KURTZ: But why shouldn't it be a benefit -- certainly we saw this with John McCain and his famous bus -- if a politician spends more time taking questions and interacting with reports, and those reporters can form judgments about the candidate in a way that they're better able right now, at least, to do with Bush than with Gore?

TAPPER: I agree, and six months ago I would have been surprised to report today that there are reporters who like -- who agree with Gore more but like Bush a lot better. And of course they give Bush the benefit of the doubt a lot more than they would Gore, because Gore's press strategy is -- there is no press strategy, they just keep them at bay.

But on the flip side, I would say that I have heard Bush reporters say to me a number of times, report to me about off-the- record discussions they've had with Bush, where Bush has proven his intellectual acuity to be somewhat lacking. So it works both sides.

You know, at the same time...

KURTZ: So he doesn't pay a penalty for that, because of the off- the-record nature?

TAPPER: Right, you know, exactly, he doesn't pay a penalty for it. But at the same time, I think people have been able to see into the mind of Bush a little bit more and realize that he really is not all that deep when it comes to policy knowledge.

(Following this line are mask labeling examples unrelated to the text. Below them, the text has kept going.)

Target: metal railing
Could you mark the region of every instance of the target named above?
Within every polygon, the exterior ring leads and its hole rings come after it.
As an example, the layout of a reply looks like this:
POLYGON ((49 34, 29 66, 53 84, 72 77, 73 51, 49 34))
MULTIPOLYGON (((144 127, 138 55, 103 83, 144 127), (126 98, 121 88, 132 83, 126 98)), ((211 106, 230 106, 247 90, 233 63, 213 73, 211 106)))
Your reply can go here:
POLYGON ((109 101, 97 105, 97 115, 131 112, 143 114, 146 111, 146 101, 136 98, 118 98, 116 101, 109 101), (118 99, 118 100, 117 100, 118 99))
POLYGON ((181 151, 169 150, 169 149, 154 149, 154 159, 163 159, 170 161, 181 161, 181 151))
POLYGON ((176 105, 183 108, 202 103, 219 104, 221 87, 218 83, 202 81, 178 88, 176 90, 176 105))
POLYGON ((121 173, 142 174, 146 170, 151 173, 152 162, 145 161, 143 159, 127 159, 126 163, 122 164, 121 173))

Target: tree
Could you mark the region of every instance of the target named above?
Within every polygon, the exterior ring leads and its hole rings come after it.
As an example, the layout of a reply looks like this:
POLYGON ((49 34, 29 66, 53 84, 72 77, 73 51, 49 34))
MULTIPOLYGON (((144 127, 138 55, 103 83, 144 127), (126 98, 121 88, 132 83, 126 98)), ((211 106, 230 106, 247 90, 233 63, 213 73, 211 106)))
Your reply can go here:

KALB: Three words, access has dividends. You don't know which way it will go.

TAPPER: Right.

KURTZ: Dana?

MILLBANK: Yes, there's no question about it, but I'm not sure whether it's a chicken or egg thing here. You know, and Al Gore used to be much more open with the press. He started to get hammered and then retreated a bit. So maybe he feels like the more he comes out there, it's just a game of gotcha, and they're just going to find something he says anyway. And Bush isn't in that sort of situation right now.

KURTZ: Right, it's all about controlling the message, which is often hard to do when you're surrounded by a pack of hungry reporters.

We have to take a break. And coming up, we'll talk about why more and more Americans seem to be abandoning the old media and going online for news. That's next.



A new study finds even more proof that the Internet age has arrived.


(voice-over): That noise you hear is the sound of people flicking off their television news and clicking on their computers for online news. A new survey by the Pew Research Center finds that only half the audience who watched Dan, Peter, and Tom regularly in 1993 are still watching them on a regular basis today. And more than half of all Americans say they don't read a newspaper daily.

But many of these people, even those not very interested in news, are getting what news they want on the Internet. One third of all Americans are now going online at least once a week for news, up from just one in five people two years ago.

Even more striking, a majority of people say they don't trust the old media news organizations as much as their online counterparts. In other words, more people trust than ABC News, than CNN, than the newspaper itself.

And the overall picture, for journalists, at least, is gloomy. More than half of all Americans now say they don't even enjoy following the news.


Jake Tapper is our resident cybercitizen. Does this represent a rejection of the traditional media, and a wholehearted embrace of online pioneers such as yourself?


KURTZ: OK. Can you elaborate?

TAPPER: Well, I mean, the two things that I thought were most interesting from the study are, one, that the most educated Americans are getting their news not from network news but increasingly online, and two, that people who don't care about news, as you pointed out in your intro, are getting their news online.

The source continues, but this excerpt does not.